Technical Documentation and Analysis: Diamond for QND Single Phonon Memory

Executive Summary

This documentation analyzes the application of Nitrogen-Vacancy (NV) centers ensemble (NVE) within diamond phononic crystals to realize quantum non-demolition (QND) measurement and quantum memory for single phonon states. This work is highly relevant to solid-state quantum computing and advanced quantum sensing, areas where 6CCVD’s high-purity chemical vapor deposition (CVD) diamond is essential.

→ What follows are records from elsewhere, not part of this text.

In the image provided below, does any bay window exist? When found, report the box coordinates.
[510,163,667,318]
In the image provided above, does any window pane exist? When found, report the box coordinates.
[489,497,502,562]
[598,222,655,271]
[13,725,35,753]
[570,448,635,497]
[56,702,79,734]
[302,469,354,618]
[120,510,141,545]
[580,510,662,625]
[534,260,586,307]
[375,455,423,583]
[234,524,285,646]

Core Achievement: Proposed scheme for QND measurement and quantum memory of a single phonon state using strain-induced NVE coupling in diamond.
Mechanism: Strain-induced spin-phonon coupling is utilized, enhanced collectively by the NVE, reaching the strong coupling regime.
Structure: Requires a diamond chip fabricated with a periodically arranged phononic crystal (rectangular holes) to precisely manipulate surface acoustic waves (SAW).
Methodology: Adiabatic tuning of microwave and optical laser fields controls the NVE states for efficient phonon absorption and subsequent non-demolition detection via resonant frequency shift.
Performance Metrics: Numerical simulations predict extremely high performance, including a 99.38% fidelity for the absorbing process and a 98.57% overlap between the input and output single phonon pulse shapes.
Material Necessity: Success relies entirely on high-quality, ultra-low strain single crystal diamond (SCD) capable of hosting highly coherent, near-surface NV centers.

Technical Specifications

The following parameters were utilized in the numerical simulations, defining the requirements for high-performance quantum phononic devices:

Parameter	Value	Unit	Context
NVE-Phonon Coupling Strength (g)	2π x 5	MHz	Coupling rate between single NV center and phonon
Rabi Frequency ($\Omega$₀)	2π x 290	MHz	Applied microwave driving strength
Phonon Mode Frequency ($\omega$_m)	2π x 900	MHz	Frequency of the mechanical resonance
Excited State Decay Rate ($\gamma$_E)	2π x 3	MHz	Decay rate of the
Detuning ($\delta$)	2π x 30	MHz	Required detuning between energy levels
Effective Coupling Strength (g_m / 2π)	0.96	MHz	Optimized value for >98% pulse overlap
Input/Output Phonon Overlap	98.57	%	Measure of QND measurement quality (for g_m/2π = 0.96 MHz)
Absorption Process Fidelity (Ideal)	99.38	%	Fidelity of the state at the end of the absorption process (t=T)
Single Phonon Induced Frequency Shift ($\Delta$f_s)	2π x 43.26	kHz	Shift detectable for QND measurement
Effective Dissipation Rate ($\gamma$_e)	2π x 2.16	kHz	Calculated effective dissipation of the excited state
Effective Decay Rate ($\kappa$ / 2π)	0.32	MHz	Value used for high-fidelity simulations

Key Methodologies

The experimental scheme is built upon precise material fabrication and dynamic control:

Diamond Phononic Crystal Fabrication: A diamond chip with periodically arranged rectangular holes is required to adjust the refractive index and control the resonant frequency of the Surface Acoustic Wave (SAW) phonons.
NVE Placement: The Nitrogen-Vacancy Centers Ensemble (NVE) must be located a few µm below the diamond surface to maximize coupling strength to the phonon modes while remaining optically accessible.
Strain-Induced Coupling: Utilizing the strong, excited-state electron-phonon coupling mechanism (which is six orders of magnitude stronger than ground-state coupling) to mediate the interaction between the NVE and the mechanical mode ($\omega$_m).
Adiabatic Microwave Control (Absorption/Emission): Classical microwave driving (Rabi frequency $\Omega$) is adiabatically tuned to enable the NVE to perfectly absorb the input phonon (memory initialization) or emit a phonon pulse of a controlled shape (memory readout/source).
QND Detection via Frequency Shift: After absorption, the driving pulse is stopped. An optical laser then probes the NV center/phonon system. The presence of a single absorbed phonon induces a measurable resonant frequency shift ($\Delta$f_s) of the phononic crystal, allowing for non-demolition detection.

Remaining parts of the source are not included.